Battery life has long been one of my chief complaints with Android devices, especially when it comes to simple idling: I can leave a half-charged phone on my nightstand and wake up to find it dead. Not so the One: Even when I barely touched it for a couple days, it retained most of its charge. And on days when I used it heavily, it survived from morning till night with power to spare. Its 3,100mAh battery can't be removed, but I suspect few users would bother to carry a spare anyway.
Heading into this review, I'd read some reports indicating low call volume on preproduction Ones. My unit had no such problems; callers came through loud and clear, and reported similarly good voice quality at their end. Speakerphone calls were sufficiently loud, but otherwise unremarkable.
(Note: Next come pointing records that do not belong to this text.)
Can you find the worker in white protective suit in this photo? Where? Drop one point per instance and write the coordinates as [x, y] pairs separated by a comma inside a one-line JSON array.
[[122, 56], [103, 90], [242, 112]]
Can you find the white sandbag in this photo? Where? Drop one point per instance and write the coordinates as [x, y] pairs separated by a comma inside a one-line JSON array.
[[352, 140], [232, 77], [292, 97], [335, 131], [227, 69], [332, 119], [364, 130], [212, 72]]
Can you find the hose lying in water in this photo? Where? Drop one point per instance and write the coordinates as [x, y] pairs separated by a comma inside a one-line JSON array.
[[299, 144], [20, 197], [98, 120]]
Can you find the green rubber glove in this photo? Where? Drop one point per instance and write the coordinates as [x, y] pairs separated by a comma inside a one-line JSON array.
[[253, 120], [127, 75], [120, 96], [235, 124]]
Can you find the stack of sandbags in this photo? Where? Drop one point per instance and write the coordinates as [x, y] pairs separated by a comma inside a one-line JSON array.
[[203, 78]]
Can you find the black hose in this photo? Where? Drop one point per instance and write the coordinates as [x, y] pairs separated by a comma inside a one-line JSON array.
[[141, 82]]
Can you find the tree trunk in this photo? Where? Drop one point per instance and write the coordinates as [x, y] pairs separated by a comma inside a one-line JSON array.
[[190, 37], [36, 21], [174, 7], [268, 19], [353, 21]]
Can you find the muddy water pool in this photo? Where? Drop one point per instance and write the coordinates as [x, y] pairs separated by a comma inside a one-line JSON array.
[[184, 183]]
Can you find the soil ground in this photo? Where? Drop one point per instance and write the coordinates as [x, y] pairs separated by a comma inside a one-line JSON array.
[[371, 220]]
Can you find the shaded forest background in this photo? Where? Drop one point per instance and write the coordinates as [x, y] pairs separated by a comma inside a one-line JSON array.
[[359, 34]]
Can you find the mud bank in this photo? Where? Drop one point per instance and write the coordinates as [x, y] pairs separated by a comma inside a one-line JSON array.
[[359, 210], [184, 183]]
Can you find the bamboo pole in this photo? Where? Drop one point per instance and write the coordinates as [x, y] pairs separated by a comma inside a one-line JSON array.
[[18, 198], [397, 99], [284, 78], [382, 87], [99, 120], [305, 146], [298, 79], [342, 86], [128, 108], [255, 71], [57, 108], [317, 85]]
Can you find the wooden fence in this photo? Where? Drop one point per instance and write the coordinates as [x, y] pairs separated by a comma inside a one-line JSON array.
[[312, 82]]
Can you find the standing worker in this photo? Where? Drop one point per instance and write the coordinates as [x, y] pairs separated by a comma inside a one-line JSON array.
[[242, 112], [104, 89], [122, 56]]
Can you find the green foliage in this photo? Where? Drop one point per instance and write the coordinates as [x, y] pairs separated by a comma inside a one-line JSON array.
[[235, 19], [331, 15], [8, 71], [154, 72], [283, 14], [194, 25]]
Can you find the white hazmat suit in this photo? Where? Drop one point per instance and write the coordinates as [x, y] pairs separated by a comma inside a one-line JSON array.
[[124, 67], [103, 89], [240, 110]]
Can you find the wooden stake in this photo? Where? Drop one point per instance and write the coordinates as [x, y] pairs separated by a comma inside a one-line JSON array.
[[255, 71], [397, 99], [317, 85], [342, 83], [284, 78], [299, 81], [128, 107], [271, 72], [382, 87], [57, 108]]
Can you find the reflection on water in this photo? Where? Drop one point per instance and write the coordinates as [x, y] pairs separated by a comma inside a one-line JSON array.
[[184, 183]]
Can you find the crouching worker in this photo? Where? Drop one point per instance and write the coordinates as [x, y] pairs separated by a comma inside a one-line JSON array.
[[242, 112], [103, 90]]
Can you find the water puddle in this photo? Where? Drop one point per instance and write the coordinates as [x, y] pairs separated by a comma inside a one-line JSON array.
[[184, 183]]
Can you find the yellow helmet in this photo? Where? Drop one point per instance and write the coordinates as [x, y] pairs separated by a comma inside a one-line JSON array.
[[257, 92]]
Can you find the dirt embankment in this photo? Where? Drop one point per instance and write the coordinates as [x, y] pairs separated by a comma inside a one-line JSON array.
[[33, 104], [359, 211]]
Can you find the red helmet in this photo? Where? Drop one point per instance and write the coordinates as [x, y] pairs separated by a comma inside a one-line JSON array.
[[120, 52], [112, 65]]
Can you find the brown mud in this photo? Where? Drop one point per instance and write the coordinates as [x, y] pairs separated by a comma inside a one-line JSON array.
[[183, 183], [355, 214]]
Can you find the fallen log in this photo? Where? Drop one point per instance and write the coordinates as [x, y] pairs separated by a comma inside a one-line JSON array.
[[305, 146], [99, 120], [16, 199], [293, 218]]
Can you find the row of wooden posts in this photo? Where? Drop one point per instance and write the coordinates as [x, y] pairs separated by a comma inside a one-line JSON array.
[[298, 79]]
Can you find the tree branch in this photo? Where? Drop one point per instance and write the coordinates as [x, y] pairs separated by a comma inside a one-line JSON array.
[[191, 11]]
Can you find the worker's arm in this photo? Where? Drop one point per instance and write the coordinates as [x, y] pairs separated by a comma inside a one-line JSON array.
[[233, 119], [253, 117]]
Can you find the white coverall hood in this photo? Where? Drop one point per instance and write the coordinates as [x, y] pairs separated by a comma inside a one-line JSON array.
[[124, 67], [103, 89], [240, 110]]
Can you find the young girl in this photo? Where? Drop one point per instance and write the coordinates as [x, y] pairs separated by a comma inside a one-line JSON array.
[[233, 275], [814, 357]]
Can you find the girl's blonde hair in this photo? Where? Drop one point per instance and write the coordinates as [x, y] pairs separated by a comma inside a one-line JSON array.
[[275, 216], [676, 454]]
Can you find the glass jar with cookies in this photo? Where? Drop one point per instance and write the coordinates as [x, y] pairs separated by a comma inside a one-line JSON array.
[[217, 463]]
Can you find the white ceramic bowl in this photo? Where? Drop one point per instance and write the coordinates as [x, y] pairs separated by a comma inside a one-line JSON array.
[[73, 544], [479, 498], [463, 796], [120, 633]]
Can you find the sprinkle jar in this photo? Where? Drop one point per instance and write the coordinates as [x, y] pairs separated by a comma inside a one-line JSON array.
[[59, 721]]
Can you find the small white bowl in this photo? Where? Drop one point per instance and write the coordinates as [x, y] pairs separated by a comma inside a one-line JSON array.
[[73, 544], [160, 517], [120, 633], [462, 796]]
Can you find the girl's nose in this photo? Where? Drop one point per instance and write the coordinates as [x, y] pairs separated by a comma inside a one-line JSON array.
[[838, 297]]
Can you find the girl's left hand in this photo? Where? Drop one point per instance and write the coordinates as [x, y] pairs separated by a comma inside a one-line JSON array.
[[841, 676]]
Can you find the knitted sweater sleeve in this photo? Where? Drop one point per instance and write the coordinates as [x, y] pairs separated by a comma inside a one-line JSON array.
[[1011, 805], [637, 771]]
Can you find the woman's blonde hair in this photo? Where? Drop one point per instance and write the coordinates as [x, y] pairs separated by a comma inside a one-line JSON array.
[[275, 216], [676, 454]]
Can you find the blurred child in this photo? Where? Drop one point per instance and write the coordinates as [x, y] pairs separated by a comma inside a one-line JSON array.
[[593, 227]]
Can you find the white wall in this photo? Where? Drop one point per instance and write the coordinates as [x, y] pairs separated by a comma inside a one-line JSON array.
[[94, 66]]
The embedded pair of speakers also produced decent, if not especially loud, audio for the likes of games and music, though, as with most phones, your grip can end up muffling or redirecting the sound.
What really constitutes a "premium" smartphone nowadays? Is it metal construction? Advanced features like waterproofing and wireless charging? The OnePlus One offers none of those amenities, yet there's no question this is a high-end handset, one packed with a powerful processor, a beautiful screen, tons of storage and a really good Android experience in the form of CyanogenMod.
And that price. The best comparison is the unlocked Google Nexus 5, which starts at $349 for the 16GB model. (It's $399 for 32GB, but there's not even a 64GB version available.) It has a similar processor to the One, but also a smaller screen and battery. On the flipside, it's a prettier phone, at least from the rear, and it delivers unmodded Android, which some users are sure to prefer.
However, the hardcore Android crowd positively reveres CyanogenMod, and with good reason: It's easy on the eyes, full of clever contrivances and endlessly hackable. That it's baked into the One's DNA will be reason enough for the techie crowd to buy in.
For everyone else, there are plenty more reasons. The One instantly joins the ranks of powerhouse Android phones, but sets itself apart with a much lower price. In fact, if it's a phablet you're after, nothing else comes close.
Although right now, the real problem to getting a OnePlus One is -- getting a OnePlus One.